Pinpoints the areas within the CDM's regulations where public access and participation should be introduced. Highlights the importance and the benefits of including such measures in the already complex Kyoto Protocol on climate change.
Among the most important items of the Kyoto Protocol requiring elaboration is the Clean Development Mechanism (CDM), the Protocol's instrument for financing lower-emission sustainable development in the countries of the South.
The controversial mechanism's success depends in great part on public support for the projects envisioned, as is the case in all development projects. It is then crucial to institute measures for public participation and transparency into the mechanism's regulations, and to do so while the CDM's final structure is still being defined.
The authors pinpoint the areas within the CDM's regulations where public access and participation should be introduced. Just as importantly, it details the relevance of including such measures in the already complex agreement.
Institutions that govern global markets are increasingly vulnerable. The CDM market for greenhouse gas offsets will be no exception, and will be subject to intense public scrutiny. Thus, the CDM rules should actively engage its stakeholders--the public and private sectors; local communities; and local, national, and international NGOs -- in its operation and governance structure. This will help the CDM avoid some of the pitfalls of other international institutions, such as the World Trade Organization and the failed Multilateral Agreement on Investment.
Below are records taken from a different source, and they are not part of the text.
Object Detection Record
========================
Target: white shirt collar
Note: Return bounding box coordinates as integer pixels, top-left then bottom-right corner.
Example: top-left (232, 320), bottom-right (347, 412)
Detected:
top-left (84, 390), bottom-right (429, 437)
Public participation (described as access to information and judicial remedy, as well as participation in decision making) in development projects not only has legal precedent in international accords but also has been incorporated into the procedures of international lending organizations. Public participation in the CDM would improve project success rate by avoiding negative publicity, protracted disputes, and mismanagement. In addition, access to information and participation in decision-making is essential to deliver the stated CDM objective of sustainable development.
Based on a set of principles designed to streamline implementation of public participation measures, the authors make the following recommendations:
CDM project documents should include descriptions of actions taken to inform and engage the community;
official reports and documents should be accessible to the public in a timely manner;
specific policies, such as environmental and social impact assessments, should be designed for high-impact projects;
policy development should be informed by the lessons learned from the experiences of other international institutions, such as the World Bank;
an independent review panel should be created for interested parties to make comments and dispute projects that violate CDM rules; and
the Executive Board, established by the Kyoto Protocol, should include members of the business and NGO communities.
Although inclusion of public-participation policies is common practice among multilateral investment bodies, their conspicuous absence within the CDM has not been addressed until now. This Climate Note offers a clear outline of the procedures for policy development that should be undertaken to ensure the CDM's responsiveness to civil society. In short, it offers a blue-print for both decision makers at the delegation level and all parties interested in creating a successful, democratic CDM.